Can you explain me the logic? My text book has directly stated that fact. 
Thanks.
 A: Recall the geometric interpretation for the quadratic equation
$$ax^2+bx+c=0$$
which is the solution of the system


*

*$y=ax^2+bx+c$

*$y=0$
which represents the intersection of a parabola with the $x$ axis and we can have three cases


*

*$2$ real solutions that is the parabola intersects the $x$ axis ($\Delta >0$)

*$1$ real solution that is the parabola is tangent to $x$ axis ($\Delta =0$)

*$2$ complex solutions that is the parabola does not intersect the $x$ axis ($\Delta <0$)

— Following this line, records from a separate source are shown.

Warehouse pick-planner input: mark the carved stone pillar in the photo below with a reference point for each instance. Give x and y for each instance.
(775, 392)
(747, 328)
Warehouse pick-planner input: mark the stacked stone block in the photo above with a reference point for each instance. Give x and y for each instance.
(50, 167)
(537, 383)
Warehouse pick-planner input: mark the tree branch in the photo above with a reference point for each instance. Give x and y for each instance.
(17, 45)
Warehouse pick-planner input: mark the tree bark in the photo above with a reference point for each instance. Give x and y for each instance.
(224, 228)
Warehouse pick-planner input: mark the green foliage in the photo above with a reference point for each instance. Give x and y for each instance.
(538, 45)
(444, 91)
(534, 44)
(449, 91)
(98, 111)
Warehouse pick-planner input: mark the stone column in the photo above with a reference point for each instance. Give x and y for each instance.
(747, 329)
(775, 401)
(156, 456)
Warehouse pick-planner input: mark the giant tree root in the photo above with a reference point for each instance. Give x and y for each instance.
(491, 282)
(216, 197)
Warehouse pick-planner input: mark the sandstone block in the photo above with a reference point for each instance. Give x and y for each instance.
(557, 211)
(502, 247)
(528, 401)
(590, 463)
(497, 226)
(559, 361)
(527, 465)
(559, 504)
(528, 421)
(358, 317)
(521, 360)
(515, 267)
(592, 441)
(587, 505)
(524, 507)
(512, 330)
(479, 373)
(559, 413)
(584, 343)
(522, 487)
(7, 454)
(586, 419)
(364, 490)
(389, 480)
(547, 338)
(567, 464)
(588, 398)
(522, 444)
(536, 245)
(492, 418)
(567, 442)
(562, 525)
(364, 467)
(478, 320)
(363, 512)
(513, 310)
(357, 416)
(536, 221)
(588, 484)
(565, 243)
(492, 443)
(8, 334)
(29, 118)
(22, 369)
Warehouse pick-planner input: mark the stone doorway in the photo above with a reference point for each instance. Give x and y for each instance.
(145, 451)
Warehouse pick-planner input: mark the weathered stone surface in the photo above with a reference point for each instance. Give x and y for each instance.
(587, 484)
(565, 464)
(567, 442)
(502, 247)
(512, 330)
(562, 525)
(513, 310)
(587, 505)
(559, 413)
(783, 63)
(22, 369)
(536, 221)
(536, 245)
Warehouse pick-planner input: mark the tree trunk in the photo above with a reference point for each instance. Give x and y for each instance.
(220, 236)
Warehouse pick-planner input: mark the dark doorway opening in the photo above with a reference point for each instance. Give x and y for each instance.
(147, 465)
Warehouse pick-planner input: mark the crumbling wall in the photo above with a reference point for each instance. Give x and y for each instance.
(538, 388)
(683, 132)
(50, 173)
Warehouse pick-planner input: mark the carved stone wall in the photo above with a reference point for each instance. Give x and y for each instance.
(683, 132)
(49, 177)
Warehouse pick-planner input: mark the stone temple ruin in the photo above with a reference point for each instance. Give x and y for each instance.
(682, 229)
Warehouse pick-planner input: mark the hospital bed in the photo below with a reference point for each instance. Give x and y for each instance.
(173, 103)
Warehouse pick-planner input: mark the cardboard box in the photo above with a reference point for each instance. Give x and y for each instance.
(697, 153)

and in the latter case the expression is positive or negative depending upon the sign of the coefficient $a$.
A: Because any such quadratic breaks into a linear polynomial's square plus positive contant. Hence for any value of x the quadratic stays +ve
Also be advised a quadratic expression with complex roots may either be +ve or -ve for all values ox depending on the sign of coefficient of $x^2$
A: Consider the quadratic polynomial
$$
a_2x^2+a_1x+a_0.
$$
If depends on the sign of $a_2$ if the polynomial has to be always positive or always negative.
If $a_2>0$ then the quadratic polynomial is positive for large $x$. 
Assume that the quadratic polynomial has somewhere a negative value.
Then by Mean Value Theorem, you will find two real zeros. Since a quadratic polynomial has at most two zeros, it can't have further imaginary roots.
If $a_2<0$ with the same argument, you get that either the quadratic polynomial has imaginary roots or it is always negative.
A: It doesn't have to be.
It's possible that the quadratic is always negative for all real $x$.
But what is true is that if the quadratic has only complex roots (has not real roots) then it must be either positive for all real $x$ or negative for all real $x$.
Why?
Well, if it were positive for some real $x_1$ and it were negative for some real $x_2$, then it'd have to be zero for some real $c$ in between $x_1$ and $x_2$.  That that would mean $c$ is a real root.
(Furthermore, you can tell if it will always be positive or negative by checking if coeeficient of $x^2$  ... or the constant term.)